Pages

Wednesday, October 12, 2016

OUTSOURCING DISCIPLINE

I was six bites into my lunch when my purse-shrouded phone vibrated with an urgency that couldn’t be ignored. Although I didn’t want to be ‘that woman’—the one who abandons friends she can see for the one she can hear—I reached for my phone. The message on the screen alerted me this was not a call, but an electronic reminder, one of many that regulate my days and keep me on track.

I am not alone in depending on technology for the prompts necessary for a disciplined life. Friends’ watches vibrate when they sit too long. When they get up and move, they calculate and tally the number of steps taken.

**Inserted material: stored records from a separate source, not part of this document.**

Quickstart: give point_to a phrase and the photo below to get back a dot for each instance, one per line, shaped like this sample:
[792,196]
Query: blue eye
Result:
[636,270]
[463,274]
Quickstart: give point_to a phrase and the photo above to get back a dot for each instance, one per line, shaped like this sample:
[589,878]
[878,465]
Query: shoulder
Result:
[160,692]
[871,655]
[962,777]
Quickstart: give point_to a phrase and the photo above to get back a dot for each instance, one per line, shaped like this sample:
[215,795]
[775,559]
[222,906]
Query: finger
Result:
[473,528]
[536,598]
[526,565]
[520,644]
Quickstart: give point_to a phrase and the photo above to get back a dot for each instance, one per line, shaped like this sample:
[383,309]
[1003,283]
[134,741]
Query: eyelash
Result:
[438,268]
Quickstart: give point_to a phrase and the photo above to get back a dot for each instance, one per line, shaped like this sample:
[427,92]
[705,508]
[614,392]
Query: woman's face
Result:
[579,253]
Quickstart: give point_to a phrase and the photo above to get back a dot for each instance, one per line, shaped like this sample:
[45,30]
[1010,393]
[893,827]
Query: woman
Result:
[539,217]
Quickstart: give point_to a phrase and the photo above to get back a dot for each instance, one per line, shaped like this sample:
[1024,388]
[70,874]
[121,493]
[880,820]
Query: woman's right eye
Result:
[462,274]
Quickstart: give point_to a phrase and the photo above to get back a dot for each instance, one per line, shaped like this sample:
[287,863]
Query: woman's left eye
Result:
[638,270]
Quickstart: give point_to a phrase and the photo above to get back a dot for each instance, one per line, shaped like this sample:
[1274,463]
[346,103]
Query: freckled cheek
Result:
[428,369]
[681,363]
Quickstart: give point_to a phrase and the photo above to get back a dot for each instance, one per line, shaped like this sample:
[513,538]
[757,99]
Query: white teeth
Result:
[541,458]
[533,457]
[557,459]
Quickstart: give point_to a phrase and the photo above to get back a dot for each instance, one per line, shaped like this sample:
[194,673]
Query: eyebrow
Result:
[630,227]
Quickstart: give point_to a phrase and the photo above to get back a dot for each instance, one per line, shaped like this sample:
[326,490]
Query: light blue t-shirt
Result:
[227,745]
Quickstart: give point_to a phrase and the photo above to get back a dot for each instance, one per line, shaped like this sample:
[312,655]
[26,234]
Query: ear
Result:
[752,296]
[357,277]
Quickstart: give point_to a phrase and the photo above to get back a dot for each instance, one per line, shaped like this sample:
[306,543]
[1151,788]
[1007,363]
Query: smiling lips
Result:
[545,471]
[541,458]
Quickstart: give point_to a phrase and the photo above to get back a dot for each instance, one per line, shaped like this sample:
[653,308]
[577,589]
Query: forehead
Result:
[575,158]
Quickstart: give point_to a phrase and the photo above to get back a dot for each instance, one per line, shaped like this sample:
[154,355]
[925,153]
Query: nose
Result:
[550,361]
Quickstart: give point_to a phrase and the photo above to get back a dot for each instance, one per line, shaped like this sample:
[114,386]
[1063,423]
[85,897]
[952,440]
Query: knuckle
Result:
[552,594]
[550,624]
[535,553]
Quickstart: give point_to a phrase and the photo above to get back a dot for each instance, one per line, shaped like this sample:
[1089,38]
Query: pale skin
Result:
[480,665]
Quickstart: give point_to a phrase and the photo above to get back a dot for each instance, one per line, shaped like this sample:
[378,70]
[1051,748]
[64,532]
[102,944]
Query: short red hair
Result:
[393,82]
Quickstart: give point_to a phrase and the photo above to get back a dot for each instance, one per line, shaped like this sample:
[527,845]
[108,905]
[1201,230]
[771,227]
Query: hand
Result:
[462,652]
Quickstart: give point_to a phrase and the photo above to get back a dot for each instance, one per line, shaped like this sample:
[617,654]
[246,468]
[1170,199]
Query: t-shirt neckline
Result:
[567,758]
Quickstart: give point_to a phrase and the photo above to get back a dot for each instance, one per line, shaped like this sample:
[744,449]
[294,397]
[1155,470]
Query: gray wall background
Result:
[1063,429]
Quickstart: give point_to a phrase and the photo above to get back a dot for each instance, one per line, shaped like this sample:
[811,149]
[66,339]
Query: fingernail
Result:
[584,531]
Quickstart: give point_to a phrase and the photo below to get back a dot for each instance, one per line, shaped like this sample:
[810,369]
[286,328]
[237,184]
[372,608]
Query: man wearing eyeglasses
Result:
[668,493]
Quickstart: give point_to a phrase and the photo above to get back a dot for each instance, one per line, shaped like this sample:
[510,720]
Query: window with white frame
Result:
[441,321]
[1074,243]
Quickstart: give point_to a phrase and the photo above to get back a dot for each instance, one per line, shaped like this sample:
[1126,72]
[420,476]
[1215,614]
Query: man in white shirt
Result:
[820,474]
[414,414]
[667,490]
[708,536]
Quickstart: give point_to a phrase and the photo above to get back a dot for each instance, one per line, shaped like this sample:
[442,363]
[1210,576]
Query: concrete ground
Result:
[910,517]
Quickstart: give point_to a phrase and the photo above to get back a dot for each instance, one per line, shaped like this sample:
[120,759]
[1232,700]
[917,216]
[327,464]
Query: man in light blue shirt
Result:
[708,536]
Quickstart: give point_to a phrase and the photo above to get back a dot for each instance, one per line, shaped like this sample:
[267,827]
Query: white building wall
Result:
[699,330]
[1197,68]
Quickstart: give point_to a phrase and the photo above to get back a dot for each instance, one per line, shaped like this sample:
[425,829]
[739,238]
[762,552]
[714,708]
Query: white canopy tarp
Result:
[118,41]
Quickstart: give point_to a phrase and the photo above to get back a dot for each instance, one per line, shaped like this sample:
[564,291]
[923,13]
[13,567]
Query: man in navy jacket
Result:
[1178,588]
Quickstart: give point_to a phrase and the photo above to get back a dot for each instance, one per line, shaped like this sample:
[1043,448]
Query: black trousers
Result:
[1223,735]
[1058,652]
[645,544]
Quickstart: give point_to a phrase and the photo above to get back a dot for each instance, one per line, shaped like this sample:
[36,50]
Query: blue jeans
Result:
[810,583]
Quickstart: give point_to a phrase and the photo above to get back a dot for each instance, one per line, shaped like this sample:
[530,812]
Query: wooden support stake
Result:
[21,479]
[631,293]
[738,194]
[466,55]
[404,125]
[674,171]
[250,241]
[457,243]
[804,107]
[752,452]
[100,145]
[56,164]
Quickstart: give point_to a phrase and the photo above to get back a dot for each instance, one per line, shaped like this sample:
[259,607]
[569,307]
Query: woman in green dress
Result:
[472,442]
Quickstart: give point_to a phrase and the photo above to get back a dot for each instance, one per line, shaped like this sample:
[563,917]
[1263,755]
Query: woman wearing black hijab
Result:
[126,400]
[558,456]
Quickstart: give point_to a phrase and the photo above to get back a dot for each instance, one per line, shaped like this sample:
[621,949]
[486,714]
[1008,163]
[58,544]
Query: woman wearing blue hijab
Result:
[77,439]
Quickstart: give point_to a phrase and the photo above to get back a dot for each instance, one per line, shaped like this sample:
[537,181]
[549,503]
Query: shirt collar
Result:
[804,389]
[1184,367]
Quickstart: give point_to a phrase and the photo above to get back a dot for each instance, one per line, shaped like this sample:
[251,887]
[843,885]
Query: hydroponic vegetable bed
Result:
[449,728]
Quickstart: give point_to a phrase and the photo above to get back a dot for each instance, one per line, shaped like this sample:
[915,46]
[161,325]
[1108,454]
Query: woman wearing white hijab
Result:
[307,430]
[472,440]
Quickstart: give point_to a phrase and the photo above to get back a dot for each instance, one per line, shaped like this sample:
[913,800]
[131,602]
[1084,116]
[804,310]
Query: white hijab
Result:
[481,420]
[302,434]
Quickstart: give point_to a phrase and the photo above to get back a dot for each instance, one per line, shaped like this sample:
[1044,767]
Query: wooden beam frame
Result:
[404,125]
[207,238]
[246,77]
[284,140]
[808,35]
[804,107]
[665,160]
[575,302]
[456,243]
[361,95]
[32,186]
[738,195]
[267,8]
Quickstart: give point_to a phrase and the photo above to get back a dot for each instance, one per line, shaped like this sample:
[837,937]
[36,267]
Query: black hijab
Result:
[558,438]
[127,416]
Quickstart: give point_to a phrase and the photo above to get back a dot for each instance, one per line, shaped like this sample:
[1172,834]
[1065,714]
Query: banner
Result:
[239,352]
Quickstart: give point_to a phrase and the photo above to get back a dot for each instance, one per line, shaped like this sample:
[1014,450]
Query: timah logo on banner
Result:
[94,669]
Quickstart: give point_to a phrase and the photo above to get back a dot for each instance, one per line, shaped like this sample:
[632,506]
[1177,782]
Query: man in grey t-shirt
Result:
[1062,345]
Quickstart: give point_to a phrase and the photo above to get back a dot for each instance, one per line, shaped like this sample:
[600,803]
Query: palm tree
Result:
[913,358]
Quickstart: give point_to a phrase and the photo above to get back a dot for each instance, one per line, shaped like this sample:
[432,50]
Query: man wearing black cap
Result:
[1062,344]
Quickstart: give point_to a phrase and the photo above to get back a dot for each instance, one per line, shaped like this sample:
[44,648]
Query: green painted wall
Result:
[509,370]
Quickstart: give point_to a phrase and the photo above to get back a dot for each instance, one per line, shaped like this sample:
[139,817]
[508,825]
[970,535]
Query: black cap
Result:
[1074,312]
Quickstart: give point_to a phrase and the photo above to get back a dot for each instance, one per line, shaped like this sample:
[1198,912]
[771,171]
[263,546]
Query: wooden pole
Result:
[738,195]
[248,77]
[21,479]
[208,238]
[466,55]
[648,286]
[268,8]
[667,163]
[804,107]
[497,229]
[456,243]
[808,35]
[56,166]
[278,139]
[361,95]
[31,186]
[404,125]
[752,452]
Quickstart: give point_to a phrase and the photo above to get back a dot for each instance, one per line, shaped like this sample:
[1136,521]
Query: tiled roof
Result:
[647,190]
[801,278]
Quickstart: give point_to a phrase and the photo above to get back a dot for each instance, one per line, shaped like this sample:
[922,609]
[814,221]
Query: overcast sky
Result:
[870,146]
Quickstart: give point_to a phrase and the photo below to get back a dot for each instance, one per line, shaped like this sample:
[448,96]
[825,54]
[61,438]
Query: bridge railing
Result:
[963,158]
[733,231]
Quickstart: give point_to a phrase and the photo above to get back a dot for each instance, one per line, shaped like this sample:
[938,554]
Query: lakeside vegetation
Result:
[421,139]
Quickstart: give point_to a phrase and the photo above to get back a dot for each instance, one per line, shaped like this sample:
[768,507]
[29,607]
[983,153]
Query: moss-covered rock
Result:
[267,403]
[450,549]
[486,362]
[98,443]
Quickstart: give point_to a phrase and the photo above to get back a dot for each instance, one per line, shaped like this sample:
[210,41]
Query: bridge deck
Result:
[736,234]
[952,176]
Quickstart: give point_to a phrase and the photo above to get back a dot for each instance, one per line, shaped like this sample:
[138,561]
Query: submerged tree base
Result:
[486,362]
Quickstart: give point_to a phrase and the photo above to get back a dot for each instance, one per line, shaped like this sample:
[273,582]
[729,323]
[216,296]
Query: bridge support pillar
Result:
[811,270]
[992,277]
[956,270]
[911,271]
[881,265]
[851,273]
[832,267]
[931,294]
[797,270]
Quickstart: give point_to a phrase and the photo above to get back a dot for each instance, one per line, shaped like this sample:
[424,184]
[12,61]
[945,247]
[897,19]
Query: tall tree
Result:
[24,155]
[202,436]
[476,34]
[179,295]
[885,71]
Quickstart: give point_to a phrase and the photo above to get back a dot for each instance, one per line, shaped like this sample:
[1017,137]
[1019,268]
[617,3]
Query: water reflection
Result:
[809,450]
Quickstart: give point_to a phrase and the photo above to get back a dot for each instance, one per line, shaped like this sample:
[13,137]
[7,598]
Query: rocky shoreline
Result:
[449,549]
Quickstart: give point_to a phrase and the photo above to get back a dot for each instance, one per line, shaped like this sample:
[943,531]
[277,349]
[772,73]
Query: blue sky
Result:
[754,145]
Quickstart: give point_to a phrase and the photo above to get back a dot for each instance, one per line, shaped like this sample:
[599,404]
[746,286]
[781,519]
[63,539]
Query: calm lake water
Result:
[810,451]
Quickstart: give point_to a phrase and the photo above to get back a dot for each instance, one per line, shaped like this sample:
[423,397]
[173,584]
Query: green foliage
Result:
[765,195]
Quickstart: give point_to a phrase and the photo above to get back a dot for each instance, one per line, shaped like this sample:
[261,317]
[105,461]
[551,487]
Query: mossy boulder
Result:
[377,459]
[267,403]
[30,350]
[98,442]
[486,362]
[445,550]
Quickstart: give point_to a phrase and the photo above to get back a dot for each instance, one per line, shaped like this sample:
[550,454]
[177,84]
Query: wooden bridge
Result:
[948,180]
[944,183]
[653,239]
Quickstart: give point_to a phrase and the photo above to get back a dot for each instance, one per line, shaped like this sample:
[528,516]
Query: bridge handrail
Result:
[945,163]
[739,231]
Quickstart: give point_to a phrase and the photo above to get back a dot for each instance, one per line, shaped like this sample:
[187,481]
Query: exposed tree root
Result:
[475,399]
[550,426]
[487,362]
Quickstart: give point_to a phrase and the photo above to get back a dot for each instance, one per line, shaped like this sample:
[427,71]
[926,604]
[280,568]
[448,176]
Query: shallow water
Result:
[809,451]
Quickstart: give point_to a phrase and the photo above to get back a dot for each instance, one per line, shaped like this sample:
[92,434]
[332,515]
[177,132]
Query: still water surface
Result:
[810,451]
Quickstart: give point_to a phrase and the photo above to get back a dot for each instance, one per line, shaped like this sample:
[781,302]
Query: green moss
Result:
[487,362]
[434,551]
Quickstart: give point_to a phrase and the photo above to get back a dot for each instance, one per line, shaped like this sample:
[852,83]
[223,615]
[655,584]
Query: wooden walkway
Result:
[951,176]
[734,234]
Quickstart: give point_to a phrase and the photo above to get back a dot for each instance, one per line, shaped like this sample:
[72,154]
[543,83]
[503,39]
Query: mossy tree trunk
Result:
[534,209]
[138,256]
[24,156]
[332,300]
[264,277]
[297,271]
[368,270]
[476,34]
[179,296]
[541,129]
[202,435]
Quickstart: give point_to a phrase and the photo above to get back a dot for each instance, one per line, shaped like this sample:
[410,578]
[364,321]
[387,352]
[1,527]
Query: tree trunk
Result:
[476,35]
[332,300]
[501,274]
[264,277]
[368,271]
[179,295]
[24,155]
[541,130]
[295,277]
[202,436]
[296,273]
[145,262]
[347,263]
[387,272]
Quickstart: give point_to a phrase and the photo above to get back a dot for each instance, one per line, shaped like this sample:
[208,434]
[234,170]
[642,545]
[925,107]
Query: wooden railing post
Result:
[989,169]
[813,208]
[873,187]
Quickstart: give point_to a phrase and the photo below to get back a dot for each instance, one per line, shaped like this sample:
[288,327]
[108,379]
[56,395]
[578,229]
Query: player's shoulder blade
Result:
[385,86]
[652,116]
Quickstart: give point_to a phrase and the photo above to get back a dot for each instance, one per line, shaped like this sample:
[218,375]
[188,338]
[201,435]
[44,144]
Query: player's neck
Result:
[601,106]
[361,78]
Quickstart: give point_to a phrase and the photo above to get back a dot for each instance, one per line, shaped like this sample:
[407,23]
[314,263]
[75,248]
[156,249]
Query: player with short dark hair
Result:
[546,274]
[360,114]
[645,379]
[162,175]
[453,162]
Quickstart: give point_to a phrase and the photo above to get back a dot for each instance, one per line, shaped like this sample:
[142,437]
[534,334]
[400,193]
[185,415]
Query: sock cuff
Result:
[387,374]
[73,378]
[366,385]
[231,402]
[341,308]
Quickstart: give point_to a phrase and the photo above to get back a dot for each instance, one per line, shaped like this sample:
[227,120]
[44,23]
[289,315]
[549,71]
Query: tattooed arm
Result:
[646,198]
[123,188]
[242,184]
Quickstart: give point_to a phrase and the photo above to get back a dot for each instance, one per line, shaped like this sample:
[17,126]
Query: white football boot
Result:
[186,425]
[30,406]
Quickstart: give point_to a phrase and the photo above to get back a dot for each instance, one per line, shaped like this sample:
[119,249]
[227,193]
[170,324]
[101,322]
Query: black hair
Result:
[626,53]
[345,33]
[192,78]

There is even an app to regulate caloric intake.

Recently my iPhone installed an upgrade called ‘Bedtime,’ a feature that tells you when to go to bed in addition to sending a wake up call. It seems like living with an overprotective mother—without the benefit of warm cinnamon milk at night and the smell of bacon in the morning.

Once upon a time, traits necessary for a well-ordered society, like punctuality, temperance and perseverance were virtues to attain. Striving to achieve them marked a person as disciplined. Now we are free from depending solely on such antiquated devices as fragmented memory and erratic willpower. Instead we can rely on electronic gadgets to mark the cadence of a regulated life—as long as we remember to set them correctly.  In the electronic age, we can outsource discipline.

I, for one, could not be happier!

This development comes at a perfect time—the time in my life when I am transitioning from established routines to some as-yet-to be-determined ones. I am a novice in this pursuit. Although a lot of routine was established during four decades of marriage, it was my husband who was born for routine. I mostly adopted his ways. We discussed the rules of engagement early in our marriage.

We agreed on the what—that we would develop couple rhythms that kept us together as much as possible. We had witnessed marriages disintegrate, and based on our own observations with no corroborating research, we had concluded that bedtime, breakfast together and a predictable dinner hour were keys to a solid marriage.

We had to negotiate the how because he had been nurtured by an early-to-bed, early-to-rise family, and I was raised in a family of routine-adverse owls. We came to terms on a middle ground that leaned more heavily toward his way of organizing life than mine. I let that slide for two reasons. First, his way seemed the better of the two, and I hoped I could improve by emulating his habits (although I never admitted this to him).  Secondly, it wasn’t hard to give up habits I didn’t possess to adopt ones that meant a lot to him.

And so our life together was framed by structures that signaled we lived a disciplined life. He was up before the birds began their morning song; perhaps he even summoned them to sing. I was never sure. I may have been less enthusiastic, but I was not far behind. I could have set my watch by when he was ready to eat breakfast, lunch or dinner. Countless other patterns made for a regulated and predictable life. He was a creature of habit…but he was not a man of discipline.

A disciplined man would have resisted ice cream every night before bed. He would have chosen a shiny red apple or a juice-filled orange, not chocolate with toffee crunch—especially after high cholesterol became his constant companion and dominated the consultation at every doctor visit. Nevertheless, his nearly nightly ritual—after an evening shower, and precisely at 9—was to go to the freezer with a bowl in hand, find the ice cream and finish off the day with a couple of generous scoops. It was one of his favorite routines, but I digress.

Routines of a lifetime, along with the disciplines of everyday, are up for renewal. Their continuing presence in the lineup of my life depends on the benefits they offer. Routines like bedtime ice cream were his alone, and they have disappeared. Other routines remain, offering comforting familiarity and a lingering bond with the woman I used to be.

As I am in the market for new routines, I am aware that routine can spring up willy-nilly or be cultivated through thoughtful decision and disciplined follow-through. It is the latter kind of routine I seek; routine chosen with intentionality to order my hours and organize my days. Life-giving routine doesn’t appear overnight. It develops through careful choices and white-knuckle tenacity. It takes discipline until a thought becomes action, action becomes habit and habit becomes routine. 

It may require the aid of all of my electronics, but I think I can do it as long as I outsource the discipline.